Wakana「一生付き合って歌っていくもの」曲に対するこだわりが示す音楽愛


記者:榑林史章

撮影:

掲載:19年11月20日

読了時間:約10分

毎日新しい自分に会うために寝て起きる

Wakana【ヘアメイク 丹羽寛和(maroonbrand)】

――また「恋はいつも」という曲は、80年代の洋楽の打ち込みサウンドで歌っていて、すごく意外でした。

 アップテンポのそういう曲が欲しかったし、ライブではこういう曲でみんなと楽しみたいと思って。編曲の藤本和則さんからこの曲を提案された時に、「良い! 歌いたい!」とすぐ決めました。でも、聴いてくださるみなさんがどう思うか、ドキドキしています。

――歌詞はストレートな恋心を歌っていますね。

 恋っていつもそんな感じだよねって。でも、それが自分の生きている世界を輝かせてくれるよねって歌っています。歌詞には私自身の恋愛観を盛り込んでいただいているので、こんなにリアルな恋の歌を歌っていいのかなって、すごく悩みました。

――歌詞によればWakanaさんは、恋にはわがままになると。

 はい(笑)。愛はお互いを尊重し合う崇高なもの、恋はわがままで独りよがりなんじゃないかと。自分の思いばかりが膨らんで、会いたい会いたいと自分勝手になってしまいます。いろんな恋の落ち方があって、友だちからだんだん好きになっていく人もいるけど、私はひと目ぼれだけなので、一瞬で決まってしまうんです。だからその瞬間パッと世界が変わる。昨日までのほほんと生きていたのに、次の日からは目がハートになってしまいます。

――また「オレンジ」と言う曲は温かみのあるミディアムナンバーで、Wakanaさん自身で作詞をしていますね。

 この曲で描きたかったのは、都会で頑張る女性の気持ちです。東京の友だちもみんな、バリバリに働いている子ばかりで、後輩も増えて、自分の仕事が周りに認められてくる年齢でもあって。でも若い時は、やりたいことが出来なくて、悔しくて泣いたこともたくさんあったと、同世代の友だちから話を聞いて。みんなそうやって頑張って生きているんだなと思いました。「オレンジ」は、私の中では朝日をイメージしています。徹夜をして迎えた朝もあるだろうし、昨日こうしておけば良かったと悔やんだ朝もあるだろうし、今日も頑張るぞという気持ちの朝を描いたつもりです。

――Wakanaさんも20代は、やりたいことが出来なかった?

 出来なかったという訳ではないですけど、「もっとああしておけば良かった」「こうしておけば良かった」というのはあったかもしれません。自分も含め、きっとみなさんもいろんな想いと経験を抱えて今を生きていると思うので、それを、<眩しく見えた憧れも涙を飲んだあの夜も>というフレーズに込めました。

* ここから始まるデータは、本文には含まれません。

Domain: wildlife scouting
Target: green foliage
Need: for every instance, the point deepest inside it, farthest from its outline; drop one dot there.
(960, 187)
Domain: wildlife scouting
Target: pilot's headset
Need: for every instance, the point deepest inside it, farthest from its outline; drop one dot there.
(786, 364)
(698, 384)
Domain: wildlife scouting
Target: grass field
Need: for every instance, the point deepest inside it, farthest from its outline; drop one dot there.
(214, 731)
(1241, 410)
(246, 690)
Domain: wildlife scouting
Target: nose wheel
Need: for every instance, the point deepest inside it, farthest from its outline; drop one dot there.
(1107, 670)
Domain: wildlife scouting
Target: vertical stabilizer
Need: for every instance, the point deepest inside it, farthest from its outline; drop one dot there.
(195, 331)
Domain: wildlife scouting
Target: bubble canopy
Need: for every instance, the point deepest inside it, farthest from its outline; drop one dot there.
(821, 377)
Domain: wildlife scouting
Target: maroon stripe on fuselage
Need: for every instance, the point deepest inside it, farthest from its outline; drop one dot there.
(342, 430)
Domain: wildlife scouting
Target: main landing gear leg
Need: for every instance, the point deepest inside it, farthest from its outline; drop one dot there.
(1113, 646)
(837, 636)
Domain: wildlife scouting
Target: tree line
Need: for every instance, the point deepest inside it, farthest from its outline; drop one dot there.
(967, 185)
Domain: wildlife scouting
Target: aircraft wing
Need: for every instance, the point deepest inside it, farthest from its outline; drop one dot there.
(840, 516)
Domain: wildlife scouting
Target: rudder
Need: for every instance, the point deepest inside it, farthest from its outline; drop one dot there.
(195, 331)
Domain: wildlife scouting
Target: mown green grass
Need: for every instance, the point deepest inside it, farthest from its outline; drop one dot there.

だけど毎朝寝て起きると、新しい自分になっている気がして。歌詞の<あなた>は自分自身のことで、毎日新しい自分に会うために寝て起きて、いつも笑顔でいられるように頑張りたいと願っています。

――ハーモニカの音色が効いていますね。

 田中光栄さんという演奏家の方に演奏していただきました。レコーディングを見させてもらったんですけど、ハーモニカをいくつも持っていらして、使い分けているそうです。すごく格好良くて、憧れます。ギターなどは弾き語りが出来るけど、ハーモニカは吹きながらは絶対に歌えないので。

――昔、フォークシンガーの方がよく首にかけていましたね。

 ありましたね。私もつけてみたいです(笑)。

 全体には荒ぶる感情よりも、落ち着いた感じを声に乗せたくて歌ったのですが、Dメロから最後のサビにかけては、その感情が動き出す気持ちを歌っています。そこから間奏のハーモニカの音色が、心を落ち着けてくれるんだけど、色んな感情も溢れてくるような流れなんですね。実際にハーモニカの音色が、ダイナミックな気持ちにさせてくれました。胸を揺らすような音で、すごく格好いい。その音色があったから出て来た最後のサビです。